Everything from cancer care and routine surgery to district nursing services have been disrupted across the UK by the coronavirus pandemic.
At the end of April, ministers said it was time to restore services.
But three think tanks said reorganising services, coupled with the need for more personal protective equipment and extra cleaning, meant it would be some time before the NHS was back fully.
‘Come forward for urgent care’
It comes as NHS bosses have once again urged patients to seek urgent medical treatment if they need it.
There is particular concern that patients who have suffered strokes and heart problems have stayed away because of fears over coronavirus.
NHS England clinical director for stroke Dr Deb Lowe said she and fellow doctors were “really worried” that the numbers seeking help for stroke care had gone down.

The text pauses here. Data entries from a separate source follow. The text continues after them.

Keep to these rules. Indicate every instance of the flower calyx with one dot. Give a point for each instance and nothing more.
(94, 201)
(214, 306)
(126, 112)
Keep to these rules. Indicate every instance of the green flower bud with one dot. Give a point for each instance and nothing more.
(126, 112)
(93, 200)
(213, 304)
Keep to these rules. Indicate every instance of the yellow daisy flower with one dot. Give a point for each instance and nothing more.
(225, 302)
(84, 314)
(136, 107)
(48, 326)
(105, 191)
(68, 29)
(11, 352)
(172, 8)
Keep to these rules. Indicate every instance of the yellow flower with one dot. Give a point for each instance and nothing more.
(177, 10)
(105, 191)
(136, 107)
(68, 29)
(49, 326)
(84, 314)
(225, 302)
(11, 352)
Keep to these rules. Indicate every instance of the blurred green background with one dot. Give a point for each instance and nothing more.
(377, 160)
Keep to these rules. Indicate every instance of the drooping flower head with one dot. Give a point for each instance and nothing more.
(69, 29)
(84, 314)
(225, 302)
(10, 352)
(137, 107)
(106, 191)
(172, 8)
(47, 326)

Figures due to be published on Thursday are expected to confirm A&E attendances in England have dropped dramatically since the outbreak began.
Monitoring of a sample group of A&E units by Public Health England suggested visits during April, which coincided with the peak of the pandemic, were close to half the level they were before the pandemic struck.
Referrals for cancer care have also fallen, while community services have had to be scaled back as staff have been redeployed and face-to-face contact has had to be restricted.
Macmillan Cancer Support chief executive Lynda Thomas said despite urgent cancer care being prioritised during the lockdown, services were still affected, while she fears some patients were put off seeking help.
‘Cancer must not become the forgotten ‘C’ in this pandemic.”
The think tanks – the Nuffield Trust, King’s Fund and Health Foundation – said restoring services was going to take time.
They warned staff were exhausted because they had been working flat out and needed time to recover.
The availability of protective kit, such as aprons and goggles, would need to be improved and expanded, while changes would need to be made to allow for social distancing.
What is more, capacity would still need to be set aside for a second peak.
The NHS is expected to use the space at the 10 field hospitals – known as Nightingales in England – to provide some of this. Only two of them are currently being used.
Nuffield Trust chief executive Nigel Edwards said: “With the virus still at large there is no easy route back to the way things were before.
“Unfortunately that will mean people waiting much longer and some services being put on hold.”